A Romanian friend has begun to send me her translations of a writer called Nicolae Steinhardt. She seems to have found her stride in it. She says she cannot sleep at night sometimes, and sits at her computer and opens Steinhardt’s The Happiness Diary , and types a couple of paragraphs, then emails them to me. It is strange to hear of a person translating her mother tongue into her second language, but what she lacks in eloquence, she makes up for with lack of vanity. And a sense of belonging: she has absorbed the book so deeply into her thoughts that she is writing words that belong to her. She lives with her mother and daughter in Castleknock. Her mother does not speak a word of English. Her daughter is a teenager. I like to think of her walking around in the chilly darkness, making something warm to drink, and flipping through her favourite pages by lamplight. I’m starting to realize that only character matters. Political convictions, philosophical opinions, social origins, religious faith, are nothing more than accidents: only character remains after all the filtrations produced by years of prison — or of life — after all the wear and fatigue.
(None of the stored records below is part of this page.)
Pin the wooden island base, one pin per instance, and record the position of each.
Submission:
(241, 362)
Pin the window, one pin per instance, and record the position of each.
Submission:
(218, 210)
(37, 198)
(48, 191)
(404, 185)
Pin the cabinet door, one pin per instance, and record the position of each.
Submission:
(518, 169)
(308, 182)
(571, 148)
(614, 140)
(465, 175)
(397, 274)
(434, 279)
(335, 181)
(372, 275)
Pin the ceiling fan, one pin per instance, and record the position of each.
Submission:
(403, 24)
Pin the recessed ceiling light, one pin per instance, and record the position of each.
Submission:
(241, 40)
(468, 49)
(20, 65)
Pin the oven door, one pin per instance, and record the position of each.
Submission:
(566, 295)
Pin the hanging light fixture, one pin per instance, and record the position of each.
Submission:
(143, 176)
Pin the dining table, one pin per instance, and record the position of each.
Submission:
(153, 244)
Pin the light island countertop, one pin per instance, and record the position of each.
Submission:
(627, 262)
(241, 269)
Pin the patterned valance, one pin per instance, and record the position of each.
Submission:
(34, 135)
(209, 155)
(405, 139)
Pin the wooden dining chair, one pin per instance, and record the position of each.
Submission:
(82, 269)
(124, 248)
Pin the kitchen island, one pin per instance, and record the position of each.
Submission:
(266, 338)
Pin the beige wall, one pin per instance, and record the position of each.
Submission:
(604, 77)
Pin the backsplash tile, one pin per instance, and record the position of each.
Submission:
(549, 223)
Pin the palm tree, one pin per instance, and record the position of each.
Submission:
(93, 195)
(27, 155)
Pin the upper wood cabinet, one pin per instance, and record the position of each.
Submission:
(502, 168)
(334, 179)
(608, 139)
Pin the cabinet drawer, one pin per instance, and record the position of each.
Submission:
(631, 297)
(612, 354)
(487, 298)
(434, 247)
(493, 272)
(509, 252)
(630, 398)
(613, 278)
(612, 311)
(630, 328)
Her translations are quiet, sophisticated revolts: they put my time in England to shame. They are acts of adoration first, but also repudiations. I pretend to be doing her a favour by polishing her translations, but the reality is that they invigorate me. Not merely the content, but the image of her at work on them. I think of her awake in her bed, restless. She stands up and puts some slippers on, and a dressing gown. The house is warm and dark, and she does not turn on the lights, because she will wake the others up. She turns her computer on: I imagine there is a window over her desk, which looks out over a street that is busy in the mornings and evenings. She opens a book and begins to translate. Everyone else in the city is sleeping.
I shall describe my room first. It is a small square with brown-red carpet, brown-gold walls, and threadbare, olive-green curtains. There is a large desk in one corner — the largest thing in the room — which I have already cluttered with books, maps, receipts, toiletries. In another corner is a single bed with a small stool beside it, where I have placed a reading lamp. There is a bookshelf between those corners, but it is already full of my cousin Walter’s books. I went through them: lots of self-help material he has collected over the last decade, some religious things. He tells me he has given all that up, but he likes the way books give a room colour. There is a piano on the other side of the room, which I may try to play if I get drunk enough. I am three storeys up, and I overlook the sleepy street — Amalienstrasse, in Ober St Veit, on the far west side of Vienna. There is a small balcony outside the room, but it is too cold to stand on it. Because it is the end of December, the sun is very low, and in the early mornings, if the sky is clear, it burns right through the weak green curtains.